Tuesday, June 8, 2021

The Ape Man in Early Film Comedy


Several early film comedies dealt with a man transforming into a half man and half simian. 

In the 1906 Gaumont comedy The Truth Behind the Ape-Man, a man drinks a new tonic to grow hair on his head but ends up with his entire body covered with a thick coat of hair. 

A 1912 Pathé comedy, Plus de chauves (No more bald men), also involves a hair tonic that turns a user into a shaggy beast. You can find the complete film at https://vimeo.com/410122308







The premise was more involved in the 1909 Pathé Frères comedy The Man Monkey. A mentally ill man (André Deed) is arrested by police for his wild behavior and is quickly committed to a sanitarium. A surgeon seeks to cure the man by replacing his diseased brain with a monkey brain. The surgery does not have the intended outcome, as described by Moving Picture World:
Immediately there is a great transformation, and the patient turns into a monkey and begins cutting up all the antics for which this animal is noted. The doctor takes his charge on a leash and starts out, and as they are going down the street the mischievous fellow plays all sorts of tricks, upsetting stands in the market place and causing no end of excitement and amusement to the general public.
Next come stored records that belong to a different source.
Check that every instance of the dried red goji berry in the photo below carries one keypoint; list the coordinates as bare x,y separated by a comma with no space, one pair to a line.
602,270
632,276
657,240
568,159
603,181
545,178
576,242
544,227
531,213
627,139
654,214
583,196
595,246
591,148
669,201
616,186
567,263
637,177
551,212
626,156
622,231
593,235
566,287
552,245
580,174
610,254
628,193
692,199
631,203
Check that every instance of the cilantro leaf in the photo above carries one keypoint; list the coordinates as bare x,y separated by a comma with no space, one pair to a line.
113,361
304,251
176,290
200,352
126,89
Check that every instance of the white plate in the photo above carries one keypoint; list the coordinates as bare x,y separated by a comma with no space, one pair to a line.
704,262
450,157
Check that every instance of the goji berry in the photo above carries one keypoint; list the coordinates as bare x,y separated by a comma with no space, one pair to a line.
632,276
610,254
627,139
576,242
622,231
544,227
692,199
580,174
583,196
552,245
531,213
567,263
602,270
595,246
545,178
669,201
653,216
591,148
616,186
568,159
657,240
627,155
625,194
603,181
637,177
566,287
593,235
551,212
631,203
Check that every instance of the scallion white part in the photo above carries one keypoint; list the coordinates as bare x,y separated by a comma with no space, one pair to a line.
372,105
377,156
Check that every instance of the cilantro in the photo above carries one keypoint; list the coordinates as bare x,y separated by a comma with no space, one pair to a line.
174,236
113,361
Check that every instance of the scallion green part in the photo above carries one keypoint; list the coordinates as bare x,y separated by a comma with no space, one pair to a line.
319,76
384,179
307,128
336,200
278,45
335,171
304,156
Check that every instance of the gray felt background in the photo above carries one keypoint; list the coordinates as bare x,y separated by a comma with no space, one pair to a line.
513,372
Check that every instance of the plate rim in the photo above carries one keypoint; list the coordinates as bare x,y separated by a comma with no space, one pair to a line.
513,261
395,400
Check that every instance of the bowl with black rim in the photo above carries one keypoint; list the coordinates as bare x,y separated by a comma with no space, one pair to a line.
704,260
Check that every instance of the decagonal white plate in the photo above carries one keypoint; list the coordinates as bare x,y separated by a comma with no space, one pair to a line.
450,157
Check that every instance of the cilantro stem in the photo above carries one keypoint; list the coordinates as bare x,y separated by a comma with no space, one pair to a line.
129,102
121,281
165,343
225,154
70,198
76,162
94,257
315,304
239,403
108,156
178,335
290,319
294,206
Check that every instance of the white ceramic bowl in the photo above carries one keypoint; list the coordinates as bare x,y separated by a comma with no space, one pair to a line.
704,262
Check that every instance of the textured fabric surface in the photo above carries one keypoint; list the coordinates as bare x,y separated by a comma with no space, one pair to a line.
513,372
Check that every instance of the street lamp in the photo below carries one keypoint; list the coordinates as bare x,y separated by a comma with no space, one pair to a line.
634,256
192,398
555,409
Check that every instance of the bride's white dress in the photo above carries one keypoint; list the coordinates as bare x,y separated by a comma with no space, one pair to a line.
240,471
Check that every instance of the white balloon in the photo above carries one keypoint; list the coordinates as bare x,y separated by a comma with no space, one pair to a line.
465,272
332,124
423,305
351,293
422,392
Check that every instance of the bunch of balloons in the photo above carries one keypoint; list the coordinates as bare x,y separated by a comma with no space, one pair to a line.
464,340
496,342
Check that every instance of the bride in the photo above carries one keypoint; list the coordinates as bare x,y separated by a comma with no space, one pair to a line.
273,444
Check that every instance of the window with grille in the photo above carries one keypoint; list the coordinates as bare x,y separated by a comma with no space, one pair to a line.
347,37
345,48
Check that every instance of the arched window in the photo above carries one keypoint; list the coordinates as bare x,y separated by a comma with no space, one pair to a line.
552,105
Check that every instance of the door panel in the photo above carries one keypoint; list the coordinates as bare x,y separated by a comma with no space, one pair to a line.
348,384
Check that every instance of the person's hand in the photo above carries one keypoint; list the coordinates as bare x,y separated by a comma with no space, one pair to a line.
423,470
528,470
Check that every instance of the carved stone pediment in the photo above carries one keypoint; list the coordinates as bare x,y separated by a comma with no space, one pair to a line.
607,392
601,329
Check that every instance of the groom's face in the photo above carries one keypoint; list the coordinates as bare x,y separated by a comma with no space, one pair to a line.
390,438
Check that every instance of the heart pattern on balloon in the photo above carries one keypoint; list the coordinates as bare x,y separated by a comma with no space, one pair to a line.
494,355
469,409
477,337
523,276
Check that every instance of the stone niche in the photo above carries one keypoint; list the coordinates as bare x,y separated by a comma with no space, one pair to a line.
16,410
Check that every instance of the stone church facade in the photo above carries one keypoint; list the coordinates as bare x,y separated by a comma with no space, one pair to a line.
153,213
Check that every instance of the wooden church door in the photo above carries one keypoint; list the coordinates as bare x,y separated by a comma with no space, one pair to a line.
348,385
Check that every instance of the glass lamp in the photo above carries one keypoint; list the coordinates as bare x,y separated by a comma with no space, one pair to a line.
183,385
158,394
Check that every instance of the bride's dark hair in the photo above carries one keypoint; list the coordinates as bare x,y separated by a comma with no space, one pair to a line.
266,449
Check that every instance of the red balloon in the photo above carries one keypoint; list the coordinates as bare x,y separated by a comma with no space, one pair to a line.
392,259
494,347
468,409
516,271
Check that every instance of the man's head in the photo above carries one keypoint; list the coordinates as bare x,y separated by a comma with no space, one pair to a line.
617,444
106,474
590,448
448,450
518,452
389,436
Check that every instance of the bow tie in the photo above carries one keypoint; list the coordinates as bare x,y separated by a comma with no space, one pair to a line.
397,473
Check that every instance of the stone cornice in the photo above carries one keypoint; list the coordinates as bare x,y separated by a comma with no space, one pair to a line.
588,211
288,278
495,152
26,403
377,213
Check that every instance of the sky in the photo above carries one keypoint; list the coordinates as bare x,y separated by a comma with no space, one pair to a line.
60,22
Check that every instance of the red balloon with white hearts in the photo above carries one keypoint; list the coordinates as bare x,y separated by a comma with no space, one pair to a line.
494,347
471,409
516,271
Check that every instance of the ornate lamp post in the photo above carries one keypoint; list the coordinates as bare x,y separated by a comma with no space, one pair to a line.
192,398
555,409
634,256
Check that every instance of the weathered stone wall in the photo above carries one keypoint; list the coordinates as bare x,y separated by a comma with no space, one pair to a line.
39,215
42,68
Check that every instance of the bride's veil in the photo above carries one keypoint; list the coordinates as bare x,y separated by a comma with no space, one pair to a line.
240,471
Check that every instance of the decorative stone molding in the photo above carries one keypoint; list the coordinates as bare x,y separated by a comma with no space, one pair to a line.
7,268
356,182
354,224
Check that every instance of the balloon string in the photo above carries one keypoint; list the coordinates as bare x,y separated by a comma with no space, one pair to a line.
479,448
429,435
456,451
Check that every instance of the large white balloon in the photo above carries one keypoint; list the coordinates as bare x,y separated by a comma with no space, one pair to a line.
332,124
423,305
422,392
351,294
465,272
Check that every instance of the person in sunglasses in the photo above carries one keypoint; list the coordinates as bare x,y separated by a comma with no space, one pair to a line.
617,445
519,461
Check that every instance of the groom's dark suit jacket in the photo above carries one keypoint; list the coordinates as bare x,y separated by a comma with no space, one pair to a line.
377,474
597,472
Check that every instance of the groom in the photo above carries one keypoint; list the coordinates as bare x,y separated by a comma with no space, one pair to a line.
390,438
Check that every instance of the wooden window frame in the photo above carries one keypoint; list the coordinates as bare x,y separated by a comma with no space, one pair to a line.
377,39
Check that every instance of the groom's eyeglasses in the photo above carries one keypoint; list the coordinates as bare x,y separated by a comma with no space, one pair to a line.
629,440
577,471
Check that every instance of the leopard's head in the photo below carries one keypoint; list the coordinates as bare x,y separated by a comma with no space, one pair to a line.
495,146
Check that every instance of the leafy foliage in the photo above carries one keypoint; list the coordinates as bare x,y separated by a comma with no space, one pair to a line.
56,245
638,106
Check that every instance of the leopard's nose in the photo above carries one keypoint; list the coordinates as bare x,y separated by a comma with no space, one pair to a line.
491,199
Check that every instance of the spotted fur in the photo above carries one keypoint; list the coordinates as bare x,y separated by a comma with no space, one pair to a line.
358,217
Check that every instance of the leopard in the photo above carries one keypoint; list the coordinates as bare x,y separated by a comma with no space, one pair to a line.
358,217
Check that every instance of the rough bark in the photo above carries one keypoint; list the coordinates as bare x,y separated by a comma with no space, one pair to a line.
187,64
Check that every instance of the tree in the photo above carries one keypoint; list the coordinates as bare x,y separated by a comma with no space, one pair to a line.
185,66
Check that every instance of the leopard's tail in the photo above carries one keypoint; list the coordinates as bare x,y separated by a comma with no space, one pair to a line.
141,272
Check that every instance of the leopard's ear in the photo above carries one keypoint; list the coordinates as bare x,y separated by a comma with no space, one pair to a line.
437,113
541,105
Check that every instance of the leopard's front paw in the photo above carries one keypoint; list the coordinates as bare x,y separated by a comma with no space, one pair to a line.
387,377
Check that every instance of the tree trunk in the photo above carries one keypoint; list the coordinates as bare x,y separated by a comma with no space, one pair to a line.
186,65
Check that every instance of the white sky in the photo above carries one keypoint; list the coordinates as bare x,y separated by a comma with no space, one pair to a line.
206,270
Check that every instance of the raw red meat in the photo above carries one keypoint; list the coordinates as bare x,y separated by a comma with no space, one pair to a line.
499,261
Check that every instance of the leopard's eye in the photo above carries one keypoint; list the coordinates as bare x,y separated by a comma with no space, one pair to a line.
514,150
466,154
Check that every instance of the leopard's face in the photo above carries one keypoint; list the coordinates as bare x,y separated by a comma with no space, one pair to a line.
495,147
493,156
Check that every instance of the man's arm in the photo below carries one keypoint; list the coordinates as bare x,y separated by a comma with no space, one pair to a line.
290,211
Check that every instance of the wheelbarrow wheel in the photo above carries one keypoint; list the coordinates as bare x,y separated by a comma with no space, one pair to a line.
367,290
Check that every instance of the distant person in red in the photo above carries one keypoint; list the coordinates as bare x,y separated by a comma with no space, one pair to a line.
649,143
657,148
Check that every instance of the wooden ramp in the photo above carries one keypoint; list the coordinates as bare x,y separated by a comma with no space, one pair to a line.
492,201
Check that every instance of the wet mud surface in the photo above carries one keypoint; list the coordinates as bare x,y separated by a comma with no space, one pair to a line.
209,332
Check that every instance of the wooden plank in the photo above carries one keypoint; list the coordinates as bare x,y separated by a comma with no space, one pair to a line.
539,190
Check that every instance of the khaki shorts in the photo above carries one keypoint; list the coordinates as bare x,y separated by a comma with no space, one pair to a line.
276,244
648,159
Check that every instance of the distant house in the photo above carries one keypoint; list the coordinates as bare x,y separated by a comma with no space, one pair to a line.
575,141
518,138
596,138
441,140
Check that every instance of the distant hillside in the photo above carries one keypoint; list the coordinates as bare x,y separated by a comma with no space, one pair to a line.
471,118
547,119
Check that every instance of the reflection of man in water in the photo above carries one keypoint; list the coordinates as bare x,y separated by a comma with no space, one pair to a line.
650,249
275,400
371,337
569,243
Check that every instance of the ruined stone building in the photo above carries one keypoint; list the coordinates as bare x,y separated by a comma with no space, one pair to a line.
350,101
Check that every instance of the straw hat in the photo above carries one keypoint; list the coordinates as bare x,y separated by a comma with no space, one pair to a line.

The 1911 Éclair comedy Dr. Charlie Is a Great Surgeon copies the Man Monkey plot except the brain transplant is replaced by a stomach transplant. Presumably, our behavior is controlled by the food we crave. 

Cricks & Martin didn't think that something as complicated as a surgical transplant was needed to make a man act like a monkey.  The studio's 1911 comedy The Man Monkey has a man behaving more simian-like simply because he ate a bag of monkey nuts (old slang for peanuts).

Ape-Man films got more serious in the 1920s. 

Go Get It (1920)


A Blind Bargain (1922)


The Monkey Talks (1927) 


During the 1920s, Patrick Walshe became known as "The Monkey Man" while touring the vaudeville circuit with a monkey impersonation act.  He later played Nikko, The Wicked Witch's flying monkey minion, in The Wizard of Oz (1939).